Pour le gouvernement, tout ça devrait normalement sentir le gros lot électoral. Après tout, pour le meilleur et pour le pire, le sujet est «consensuel» dans l’électorat francophone et c’est le PQ qui porte ce «projet».
Or, selon ce même sondage Léger/Agence QMI, seulement 30% répondent «PQ» à la question suivante : «auquel des partis politiques faites-vous le plus confiance dans le dossier des accommodements religieux?». À un ou deux points près, ce chiffre recoupe les intentions de vote au même parti dans les sondages les plus récents.
Si le PLQ n’a que 18% de taux de «confiance» à la même question contre un maigrichon 6% pour la CAQ, la donnée la plus frappante est que pour ce dossier fort délicat, un total impressionnant de 41% des répondants ne font «confiance» ni au PQ, ni au PLQ, ni à la CAQ.
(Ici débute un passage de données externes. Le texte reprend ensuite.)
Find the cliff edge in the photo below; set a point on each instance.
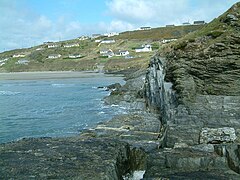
(194, 85)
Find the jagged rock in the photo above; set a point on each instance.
(217, 135)
(64, 158)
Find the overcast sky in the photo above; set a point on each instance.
(25, 23)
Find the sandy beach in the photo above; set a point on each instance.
(48, 75)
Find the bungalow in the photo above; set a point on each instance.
(53, 45)
(82, 38)
(170, 25)
(54, 56)
(121, 53)
(94, 36)
(168, 40)
(74, 56)
(71, 45)
(108, 41)
(19, 55)
(107, 52)
(145, 28)
(2, 63)
(3, 60)
(186, 24)
(22, 62)
(144, 48)
(39, 49)
(111, 34)
(199, 22)
(98, 40)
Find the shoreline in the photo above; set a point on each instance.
(52, 75)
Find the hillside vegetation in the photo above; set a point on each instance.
(88, 51)
(207, 61)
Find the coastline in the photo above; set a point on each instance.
(51, 75)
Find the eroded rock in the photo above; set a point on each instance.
(217, 135)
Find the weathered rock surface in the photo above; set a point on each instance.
(183, 121)
(217, 135)
(64, 158)
(200, 111)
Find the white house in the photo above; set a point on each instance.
(144, 48)
(109, 41)
(186, 24)
(71, 45)
(121, 53)
(82, 38)
(3, 61)
(107, 52)
(54, 56)
(53, 45)
(94, 36)
(199, 22)
(168, 40)
(145, 28)
(111, 34)
(39, 49)
(22, 62)
(19, 55)
(74, 56)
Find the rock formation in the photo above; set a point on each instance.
(183, 121)
(194, 84)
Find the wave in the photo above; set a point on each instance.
(8, 93)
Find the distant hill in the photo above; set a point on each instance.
(86, 54)
(207, 61)
(160, 33)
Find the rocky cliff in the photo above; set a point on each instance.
(194, 85)
(183, 120)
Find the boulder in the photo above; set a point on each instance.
(217, 135)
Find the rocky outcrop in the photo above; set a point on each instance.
(183, 120)
(200, 111)
(64, 158)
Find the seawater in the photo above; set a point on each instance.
(53, 107)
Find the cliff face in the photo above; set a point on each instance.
(207, 61)
(195, 87)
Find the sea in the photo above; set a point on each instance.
(54, 107)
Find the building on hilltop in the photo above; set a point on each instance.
(54, 56)
(144, 48)
(121, 53)
(94, 36)
(82, 38)
(186, 23)
(199, 22)
(74, 56)
(108, 41)
(98, 40)
(22, 62)
(71, 45)
(170, 25)
(111, 34)
(19, 55)
(145, 28)
(52, 45)
(167, 40)
(106, 52)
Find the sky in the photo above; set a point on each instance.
(26, 23)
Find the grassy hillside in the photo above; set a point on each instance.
(160, 33)
(37, 57)
(207, 61)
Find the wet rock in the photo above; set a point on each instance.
(64, 158)
(217, 135)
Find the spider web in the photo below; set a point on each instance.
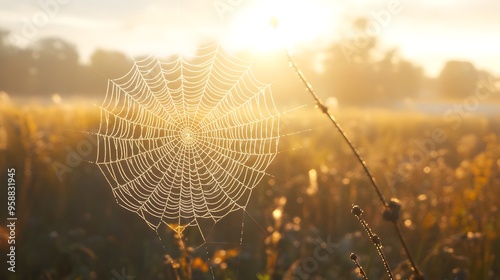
(184, 140)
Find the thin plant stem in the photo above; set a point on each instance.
(373, 238)
(373, 182)
(324, 109)
(354, 258)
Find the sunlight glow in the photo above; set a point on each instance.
(300, 22)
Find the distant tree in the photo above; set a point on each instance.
(458, 79)
(14, 66)
(56, 66)
(110, 64)
(354, 75)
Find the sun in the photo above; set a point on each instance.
(300, 22)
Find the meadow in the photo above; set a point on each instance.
(444, 171)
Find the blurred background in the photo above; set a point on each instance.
(415, 83)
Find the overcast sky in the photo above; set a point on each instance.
(428, 32)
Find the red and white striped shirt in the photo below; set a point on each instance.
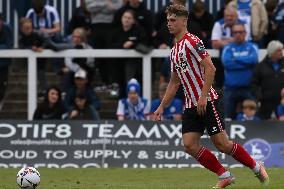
(186, 57)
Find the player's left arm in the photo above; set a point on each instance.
(209, 70)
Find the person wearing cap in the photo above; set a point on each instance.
(268, 80)
(72, 65)
(248, 113)
(280, 107)
(82, 110)
(239, 59)
(173, 111)
(45, 19)
(134, 107)
(81, 86)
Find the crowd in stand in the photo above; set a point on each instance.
(251, 89)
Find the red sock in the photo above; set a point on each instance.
(241, 155)
(209, 161)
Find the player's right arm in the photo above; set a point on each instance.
(169, 95)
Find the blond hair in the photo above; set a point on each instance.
(178, 10)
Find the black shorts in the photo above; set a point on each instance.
(212, 120)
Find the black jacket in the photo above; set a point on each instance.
(266, 82)
(44, 112)
(26, 42)
(143, 16)
(136, 34)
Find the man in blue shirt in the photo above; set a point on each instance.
(239, 58)
(173, 111)
(134, 107)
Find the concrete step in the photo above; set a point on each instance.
(15, 106)
(7, 115)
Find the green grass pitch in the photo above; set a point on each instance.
(116, 178)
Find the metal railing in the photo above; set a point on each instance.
(98, 53)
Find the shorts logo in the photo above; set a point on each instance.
(258, 148)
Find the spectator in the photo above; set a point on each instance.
(268, 80)
(254, 13)
(45, 19)
(102, 14)
(28, 38)
(81, 18)
(52, 107)
(82, 109)
(272, 33)
(6, 42)
(200, 15)
(143, 16)
(222, 29)
(239, 59)
(249, 108)
(133, 107)
(81, 86)
(127, 36)
(72, 65)
(220, 13)
(173, 111)
(280, 107)
(278, 21)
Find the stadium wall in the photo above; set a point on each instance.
(131, 144)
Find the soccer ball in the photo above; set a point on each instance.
(28, 178)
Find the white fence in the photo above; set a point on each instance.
(105, 53)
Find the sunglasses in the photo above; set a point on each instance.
(249, 107)
(238, 32)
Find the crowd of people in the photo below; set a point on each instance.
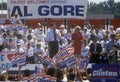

Le temps et le contenu «officiel» de la «proposition» du ministre Drainville sauront bien dire si l’«opinion» publique bougera ou non dans le département des intentions de vote. Mais pour le moment, tout au moins, l’opposition dite massive des francophones aux accommodements religieux et au port des signes dits ostentatoires ne se traduit pas nécessairement en un taux équivalent de «confiance» au PQ.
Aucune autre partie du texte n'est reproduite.